ADR-0011 — Mask PII in logs by default; opt-in DEBUG verbosity
Цей контент ще не доступний вашою мовою.
Status
Section titled “Status”Accepted — 2026-04-28
Context
Section titled “Context”The bot processes financial transactions whose payload — amounts, free-text categories, account names — is privacy-sensitive even at two-user scale. Logs are written to stderr in JSON and end up on a shared VPS, in CI run artifacts, and (later) in any log shipper.
We want enough information in logs to debug production issues without leaking spend patterns of either user. Local debugging occasionally needs the full payload.
Considered alternatives
Section titled “Considered alternatives”| Option | Summary | Pros | Cons | Outcome |
|---|---|---|---|---|
| A — Log everything | Default to DEBUG-style logs in production | Easiest to debug | Every retained log archive becomes a soft data leak; reviewers/operators see partner’s spending | rejected |
| B — Log nothing PII-shaped | Strip amounts/raw_text/category at all levels | Bulletproof privacy | Production debugging becomes guesswork (we lose the ability to correlate “what message produced what error”) | rejected |
| C (chosen) — Mask by default, opt-in verbose | INFO/WARNING/ERROR redact known PII keys; DEBUG passes through. LOG_LEVEL=DEBUG is opt-in via env, not a default | Production logs safe by construction; local debugging keeps full power; one knob to flip | Discipline required: new code must use the standard PII keys (amount_minor, raw_text, category_name, account_name, display_name) so the redactor catches them | selected |
Decision
Section titled “Decision”We will configure structlog with a redact_pii_processor that
replaces a fixed set of PII-flagged keys with the literal string
<redacted> whenever the log call is at INFO, WARNING, or ERROR.

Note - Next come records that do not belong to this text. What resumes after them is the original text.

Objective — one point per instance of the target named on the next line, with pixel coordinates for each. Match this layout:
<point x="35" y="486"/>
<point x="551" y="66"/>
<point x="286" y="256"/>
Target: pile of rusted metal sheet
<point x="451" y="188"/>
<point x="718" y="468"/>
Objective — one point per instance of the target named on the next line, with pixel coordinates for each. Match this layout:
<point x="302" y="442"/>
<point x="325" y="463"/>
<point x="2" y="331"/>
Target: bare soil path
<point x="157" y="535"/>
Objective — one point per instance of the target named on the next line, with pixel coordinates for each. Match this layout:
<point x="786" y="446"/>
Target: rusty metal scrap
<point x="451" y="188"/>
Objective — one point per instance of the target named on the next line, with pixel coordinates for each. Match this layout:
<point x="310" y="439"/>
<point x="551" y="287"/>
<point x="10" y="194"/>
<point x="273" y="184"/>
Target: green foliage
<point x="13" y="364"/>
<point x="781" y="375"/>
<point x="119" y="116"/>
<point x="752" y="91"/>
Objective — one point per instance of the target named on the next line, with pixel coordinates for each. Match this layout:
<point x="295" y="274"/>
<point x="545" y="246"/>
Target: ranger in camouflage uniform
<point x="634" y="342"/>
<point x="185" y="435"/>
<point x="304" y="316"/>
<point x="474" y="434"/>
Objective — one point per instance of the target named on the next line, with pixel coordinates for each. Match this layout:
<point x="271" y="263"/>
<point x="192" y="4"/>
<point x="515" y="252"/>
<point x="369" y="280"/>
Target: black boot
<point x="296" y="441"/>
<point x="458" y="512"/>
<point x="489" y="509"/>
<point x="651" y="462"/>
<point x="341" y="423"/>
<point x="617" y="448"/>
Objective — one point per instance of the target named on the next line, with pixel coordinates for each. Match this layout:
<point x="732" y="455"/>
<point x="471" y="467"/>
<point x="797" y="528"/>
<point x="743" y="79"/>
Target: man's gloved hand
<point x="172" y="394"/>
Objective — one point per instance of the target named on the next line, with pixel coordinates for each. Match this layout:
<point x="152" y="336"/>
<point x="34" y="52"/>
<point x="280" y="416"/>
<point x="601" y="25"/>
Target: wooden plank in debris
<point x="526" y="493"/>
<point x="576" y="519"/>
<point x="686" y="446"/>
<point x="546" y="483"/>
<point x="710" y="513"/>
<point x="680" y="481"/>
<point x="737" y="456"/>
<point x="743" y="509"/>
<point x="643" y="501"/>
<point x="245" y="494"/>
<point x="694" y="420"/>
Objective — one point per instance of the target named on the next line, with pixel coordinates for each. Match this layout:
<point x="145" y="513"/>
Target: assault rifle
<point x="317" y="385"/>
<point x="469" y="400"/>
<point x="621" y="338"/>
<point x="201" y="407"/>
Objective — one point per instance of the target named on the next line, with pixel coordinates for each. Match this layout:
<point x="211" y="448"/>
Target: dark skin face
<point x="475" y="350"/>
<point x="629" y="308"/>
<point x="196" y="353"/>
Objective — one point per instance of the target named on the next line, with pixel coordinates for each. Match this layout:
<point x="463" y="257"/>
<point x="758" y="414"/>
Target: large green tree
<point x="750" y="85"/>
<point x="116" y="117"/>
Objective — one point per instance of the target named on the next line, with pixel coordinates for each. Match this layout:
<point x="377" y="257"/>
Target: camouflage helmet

At DEBUG the processor is a no-op.
The PII key set is centralized in finance_bot/adapters/observability/logging.py:
amount_minor,amountraw_textcategory_name,account_name,display_name
LOG_LEVEL=DEBUG must never be set in production. Local development
turns it on through .env.
Consequences
Section titled “Consequences”Positive
Section titled “Positive”- Default-safe: a fresh deployment cannot leak PII through logs.
- Single source of truth (PII_KEYS constant) — adding a new sensitive field means adding a name to one frozenset.
- Test asserts the contract:
test_redact_pii_replaces_known_keys_at_info,test_redact_pii_passthrough_at_debug.
Negative / trade-offs
Section titled “Negative / trade-offs”- New code that introduces a new sensitive field but forgets to add
it to
PII_KEYSwill leak. Mitigation: code review checklist + a fitness test in Plan 7 that scans for log calls with raw amounts. <redacted>makes some production traces hard to correlate. When needed, the operator flipsLOG_LEVEL=DEBUGfor one process, reproduces, then flips back.
Neutral / follow-ups
Section titled “Neutral / follow-ups”- Plan 7: add a structlog filter that drops the entire log line if a sensitive key is detected at WARNING/ERROR with a non-string value (defensive: catches “I forgot to redact” by failing closed).
- Add
LOG_LEVEL=DEBUGto runbook with a warning banner.
References
Section titled “References”src/finance_bot/adapters/observability/logging.py— implementation.tests/unit/test_logging_redaction.py— contract tests.